Dad’s huge hand spanned the side of her hip. “He has his reasons. You know that as well as I do.”
She hummed, lowering herself to his thick thigh, and twined her arms around his neck. “I do. And if I see him again, I won’t be unkind. But I can’t be the only one who remembers how Caleb felt when his best friend cut him off.”
“Dad doesn’t hold grudges,” Phe said.
Mom slid her fingers through the side of his hair. “I know he doesn’t. I hold them for both of us.”
The sound of the front door opening interrupted our line of conversation, and my brothers’ voices greeted us before they appeared in the kitchen.
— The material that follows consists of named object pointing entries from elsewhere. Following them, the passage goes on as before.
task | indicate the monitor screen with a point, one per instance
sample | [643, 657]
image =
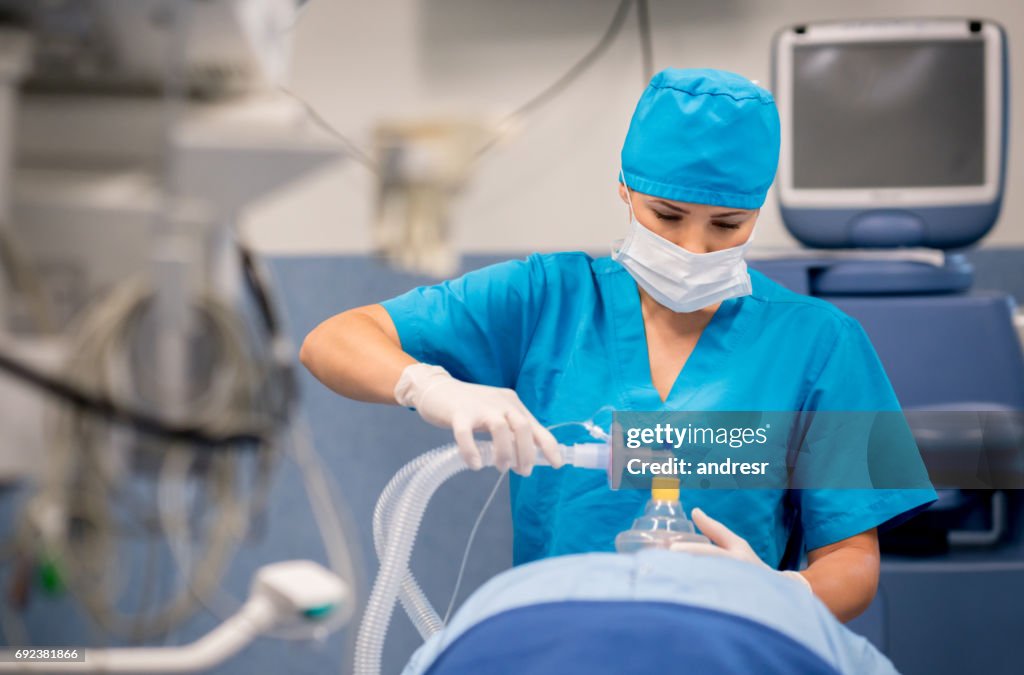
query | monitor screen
[889, 115]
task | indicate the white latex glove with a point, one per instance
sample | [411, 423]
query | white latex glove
[727, 543]
[445, 402]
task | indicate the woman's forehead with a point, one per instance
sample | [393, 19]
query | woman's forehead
[691, 206]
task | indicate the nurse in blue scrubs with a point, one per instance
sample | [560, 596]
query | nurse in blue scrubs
[672, 321]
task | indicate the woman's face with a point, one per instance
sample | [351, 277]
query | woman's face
[696, 227]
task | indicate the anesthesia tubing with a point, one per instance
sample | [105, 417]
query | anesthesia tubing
[396, 523]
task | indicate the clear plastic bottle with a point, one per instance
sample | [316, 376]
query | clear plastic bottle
[664, 521]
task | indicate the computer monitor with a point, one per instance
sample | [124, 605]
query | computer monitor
[893, 131]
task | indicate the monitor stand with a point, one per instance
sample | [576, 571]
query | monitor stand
[865, 272]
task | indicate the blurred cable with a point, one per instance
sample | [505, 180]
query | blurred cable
[646, 41]
[353, 150]
[558, 86]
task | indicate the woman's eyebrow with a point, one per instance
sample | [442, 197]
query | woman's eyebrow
[669, 205]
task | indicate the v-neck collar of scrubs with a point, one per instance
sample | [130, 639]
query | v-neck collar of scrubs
[720, 337]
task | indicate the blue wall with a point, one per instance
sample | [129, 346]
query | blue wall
[363, 446]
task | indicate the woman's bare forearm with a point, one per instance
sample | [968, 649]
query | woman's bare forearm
[357, 354]
[845, 576]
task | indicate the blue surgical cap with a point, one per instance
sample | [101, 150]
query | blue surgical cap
[704, 136]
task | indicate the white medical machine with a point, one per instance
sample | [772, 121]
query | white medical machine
[145, 383]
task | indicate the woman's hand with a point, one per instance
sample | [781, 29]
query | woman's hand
[445, 402]
[729, 544]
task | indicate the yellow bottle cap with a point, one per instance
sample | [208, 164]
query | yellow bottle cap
[665, 489]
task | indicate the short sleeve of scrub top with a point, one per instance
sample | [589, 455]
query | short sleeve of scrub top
[853, 380]
[477, 326]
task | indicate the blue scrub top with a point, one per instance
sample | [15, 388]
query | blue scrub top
[565, 331]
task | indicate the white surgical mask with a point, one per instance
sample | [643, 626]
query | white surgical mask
[678, 279]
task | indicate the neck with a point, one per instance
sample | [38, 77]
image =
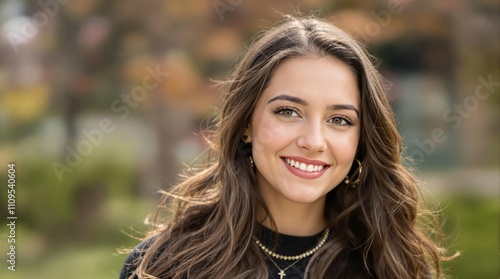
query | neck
[295, 219]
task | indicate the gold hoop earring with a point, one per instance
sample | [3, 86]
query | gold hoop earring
[352, 182]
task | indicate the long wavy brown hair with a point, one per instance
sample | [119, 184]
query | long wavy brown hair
[377, 228]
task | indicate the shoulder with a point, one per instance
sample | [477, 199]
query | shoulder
[134, 258]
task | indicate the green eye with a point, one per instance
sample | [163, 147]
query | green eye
[286, 112]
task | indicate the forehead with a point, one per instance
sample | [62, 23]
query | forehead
[321, 79]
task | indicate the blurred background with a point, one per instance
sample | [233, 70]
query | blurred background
[102, 103]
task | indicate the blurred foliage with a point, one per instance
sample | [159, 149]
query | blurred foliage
[86, 62]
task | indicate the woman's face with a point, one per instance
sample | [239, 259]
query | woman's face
[305, 129]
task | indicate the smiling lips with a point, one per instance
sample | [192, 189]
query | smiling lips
[305, 168]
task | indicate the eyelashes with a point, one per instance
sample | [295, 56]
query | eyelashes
[291, 112]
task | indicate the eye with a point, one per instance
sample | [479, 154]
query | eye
[286, 112]
[340, 121]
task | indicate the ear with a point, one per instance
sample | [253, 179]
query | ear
[248, 133]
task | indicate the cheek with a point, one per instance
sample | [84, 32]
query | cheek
[345, 146]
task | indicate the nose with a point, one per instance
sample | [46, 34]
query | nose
[312, 137]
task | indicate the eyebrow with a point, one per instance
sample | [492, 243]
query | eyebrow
[304, 103]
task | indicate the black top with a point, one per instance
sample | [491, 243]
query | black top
[288, 245]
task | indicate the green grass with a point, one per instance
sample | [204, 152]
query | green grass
[472, 225]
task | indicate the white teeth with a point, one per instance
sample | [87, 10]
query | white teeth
[304, 166]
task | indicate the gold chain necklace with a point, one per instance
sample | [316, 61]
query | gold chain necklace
[282, 271]
[296, 257]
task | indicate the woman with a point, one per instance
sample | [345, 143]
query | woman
[307, 180]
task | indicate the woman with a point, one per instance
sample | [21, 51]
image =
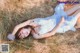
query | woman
[62, 21]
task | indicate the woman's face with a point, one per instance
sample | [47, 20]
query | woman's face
[24, 33]
[62, 0]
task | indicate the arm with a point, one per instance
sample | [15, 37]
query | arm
[36, 36]
[20, 26]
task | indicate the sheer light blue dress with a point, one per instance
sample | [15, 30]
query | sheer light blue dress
[48, 23]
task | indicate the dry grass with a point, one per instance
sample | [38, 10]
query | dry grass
[13, 12]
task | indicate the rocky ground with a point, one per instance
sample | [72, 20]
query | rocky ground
[13, 12]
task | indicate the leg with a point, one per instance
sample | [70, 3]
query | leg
[77, 14]
[72, 10]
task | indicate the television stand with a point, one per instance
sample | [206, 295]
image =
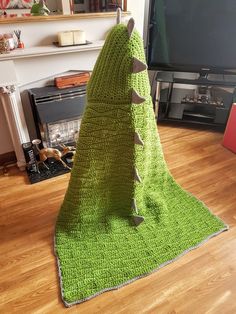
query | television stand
[187, 97]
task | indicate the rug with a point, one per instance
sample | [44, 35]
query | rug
[123, 215]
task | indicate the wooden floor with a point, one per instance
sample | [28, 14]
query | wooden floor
[203, 281]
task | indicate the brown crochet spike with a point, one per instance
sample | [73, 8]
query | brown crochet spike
[130, 26]
[137, 139]
[134, 206]
[138, 66]
[136, 176]
[136, 98]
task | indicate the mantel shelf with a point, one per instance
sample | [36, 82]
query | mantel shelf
[38, 51]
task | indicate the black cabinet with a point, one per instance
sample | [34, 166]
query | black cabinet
[202, 100]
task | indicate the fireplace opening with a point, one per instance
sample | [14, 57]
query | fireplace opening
[57, 117]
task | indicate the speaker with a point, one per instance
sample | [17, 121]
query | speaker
[229, 140]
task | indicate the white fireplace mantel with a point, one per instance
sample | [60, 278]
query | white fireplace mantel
[40, 51]
[11, 101]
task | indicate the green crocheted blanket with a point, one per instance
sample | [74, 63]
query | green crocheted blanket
[123, 215]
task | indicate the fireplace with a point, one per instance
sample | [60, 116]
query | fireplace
[57, 113]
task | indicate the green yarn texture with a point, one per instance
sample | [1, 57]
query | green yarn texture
[97, 244]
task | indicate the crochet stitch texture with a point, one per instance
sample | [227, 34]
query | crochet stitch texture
[119, 173]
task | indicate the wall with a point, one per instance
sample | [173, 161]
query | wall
[43, 33]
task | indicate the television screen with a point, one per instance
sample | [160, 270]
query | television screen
[192, 35]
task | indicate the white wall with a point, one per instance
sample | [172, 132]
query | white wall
[44, 33]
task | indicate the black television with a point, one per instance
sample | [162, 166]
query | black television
[192, 36]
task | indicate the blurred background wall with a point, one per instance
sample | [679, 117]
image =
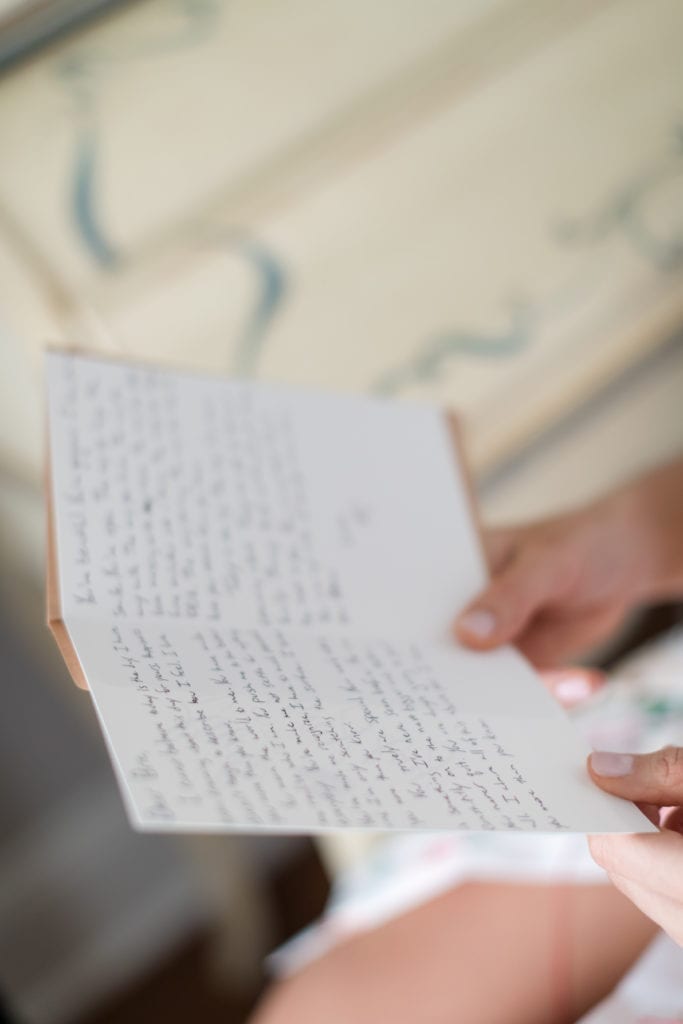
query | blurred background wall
[477, 203]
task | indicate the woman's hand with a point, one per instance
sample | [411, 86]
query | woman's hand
[561, 586]
[647, 868]
[558, 587]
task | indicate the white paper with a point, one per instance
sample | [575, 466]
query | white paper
[259, 582]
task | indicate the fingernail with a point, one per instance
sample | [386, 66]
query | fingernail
[479, 624]
[570, 689]
[611, 765]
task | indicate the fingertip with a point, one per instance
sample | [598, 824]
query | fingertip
[608, 765]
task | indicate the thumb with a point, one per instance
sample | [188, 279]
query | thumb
[649, 778]
[502, 611]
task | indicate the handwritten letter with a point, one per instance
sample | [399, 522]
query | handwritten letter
[258, 584]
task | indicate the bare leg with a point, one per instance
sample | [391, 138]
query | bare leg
[479, 953]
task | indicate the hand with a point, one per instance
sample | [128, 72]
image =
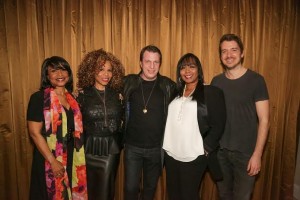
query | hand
[57, 168]
[254, 165]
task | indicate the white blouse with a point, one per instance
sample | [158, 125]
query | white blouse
[182, 138]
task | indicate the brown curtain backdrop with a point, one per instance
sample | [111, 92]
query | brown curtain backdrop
[31, 30]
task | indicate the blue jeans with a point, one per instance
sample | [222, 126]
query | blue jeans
[236, 183]
[138, 161]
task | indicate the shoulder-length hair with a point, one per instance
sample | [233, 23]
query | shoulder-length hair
[55, 62]
[187, 60]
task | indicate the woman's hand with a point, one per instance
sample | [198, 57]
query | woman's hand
[57, 168]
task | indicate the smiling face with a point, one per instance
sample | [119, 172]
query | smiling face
[189, 73]
[58, 77]
[150, 65]
[230, 54]
[103, 75]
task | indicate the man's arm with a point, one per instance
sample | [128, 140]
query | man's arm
[262, 109]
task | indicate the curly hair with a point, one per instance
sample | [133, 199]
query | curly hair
[92, 63]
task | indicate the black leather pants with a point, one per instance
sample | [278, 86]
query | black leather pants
[101, 175]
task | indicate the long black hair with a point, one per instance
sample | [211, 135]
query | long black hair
[55, 62]
[186, 60]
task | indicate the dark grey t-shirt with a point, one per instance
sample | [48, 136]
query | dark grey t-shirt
[241, 95]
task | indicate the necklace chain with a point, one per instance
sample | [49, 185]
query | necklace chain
[145, 110]
[103, 101]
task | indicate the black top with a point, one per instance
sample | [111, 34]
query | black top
[38, 181]
[101, 138]
[146, 130]
[240, 96]
[35, 110]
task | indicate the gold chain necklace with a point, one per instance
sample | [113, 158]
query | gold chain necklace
[103, 101]
[145, 110]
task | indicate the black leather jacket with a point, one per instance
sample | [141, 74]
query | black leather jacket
[101, 139]
[131, 82]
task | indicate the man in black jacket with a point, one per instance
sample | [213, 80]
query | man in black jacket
[147, 96]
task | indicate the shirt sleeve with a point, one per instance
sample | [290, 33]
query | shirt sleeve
[35, 107]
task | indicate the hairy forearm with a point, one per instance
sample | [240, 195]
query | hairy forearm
[262, 136]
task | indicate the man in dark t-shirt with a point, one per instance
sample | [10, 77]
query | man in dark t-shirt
[146, 97]
[246, 130]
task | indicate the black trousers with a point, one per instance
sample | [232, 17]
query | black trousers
[184, 178]
[101, 175]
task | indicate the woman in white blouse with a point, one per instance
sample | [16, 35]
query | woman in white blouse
[195, 123]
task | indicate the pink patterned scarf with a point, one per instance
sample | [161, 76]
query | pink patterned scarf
[56, 124]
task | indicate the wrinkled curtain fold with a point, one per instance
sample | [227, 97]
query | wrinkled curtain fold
[31, 30]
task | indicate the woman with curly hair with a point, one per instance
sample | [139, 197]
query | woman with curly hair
[100, 77]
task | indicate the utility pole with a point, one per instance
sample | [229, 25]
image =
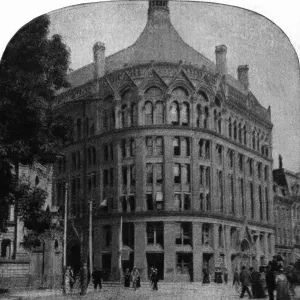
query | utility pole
[85, 228]
[91, 236]
[65, 237]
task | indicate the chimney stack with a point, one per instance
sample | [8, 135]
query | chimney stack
[243, 76]
[221, 61]
[99, 59]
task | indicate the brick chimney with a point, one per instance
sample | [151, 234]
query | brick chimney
[221, 61]
[99, 59]
[243, 76]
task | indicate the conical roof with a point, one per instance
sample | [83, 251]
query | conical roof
[158, 42]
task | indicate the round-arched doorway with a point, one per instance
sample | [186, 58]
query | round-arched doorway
[73, 256]
[245, 253]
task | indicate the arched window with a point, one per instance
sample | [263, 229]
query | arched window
[5, 248]
[245, 135]
[218, 101]
[174, 110]
[253, 140]
[185, 114]
[198, 117]
[230, 128]
[215, 120]
[185, 146]
[133, 114]
[148, 113]
[240, 133]
[112, 119]
[234, 130]
[206, 117]
[220, 236]
[219, 123]
[153, 92]
[159, 113]
[202, 96]
[78, 129]
[123, 116]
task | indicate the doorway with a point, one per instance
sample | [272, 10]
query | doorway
[156, 260]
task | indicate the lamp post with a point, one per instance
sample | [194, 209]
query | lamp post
[65, 238]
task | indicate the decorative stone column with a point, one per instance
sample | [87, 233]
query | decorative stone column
[140, 112]
[216, 243]
[140, 198]
[195, 175]
[170, 252]
[197, 251]
[140, 249]
[228, 251]
[115, 271]
[168, 173]
[117, 110]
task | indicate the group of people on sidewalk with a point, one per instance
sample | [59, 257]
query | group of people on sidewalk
[134, 277]
[259, 284]
[73, 281]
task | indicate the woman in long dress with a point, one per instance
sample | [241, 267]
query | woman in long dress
[127, 278]
[282, 286]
Caleb was Dad’s spitting image, except scruffier. That might’ve been because our parents had met in college and Dad kept himself put together for his wife. Caleb didn’t have a woman to impress—though, from what I’d heard and seen, to my chagrin, my brother didn’t have any trouble in that department. In fact, he had a ten-year-old son as a result of one of his one-night stands.
“Where’s Jesse?” I asked.
“Shelby has him this week. I would’ve brought him for dinner, but Shel’s parents are in town for a visit,” Caleb explained, pulling his thick chestnut hair into a haphazard bun at the base of his skull. When it was down, it grazed his broad shoulders, and his beard ranged from heavy stubble to biblical. Today, it was mostly the former.
He stopped to kiss Mom on her head, ruffled Phe’s hair after stealing a piece of watermelon, then slung his heavy arm around my shoulders.
I shoved him off with a fake grimace. “Dislocate my shoulder, why don’t you.”
His chuckle rumbled like rolling thunder. “You’re always reminding me how strong you are. Can’t take one brother’s arm?”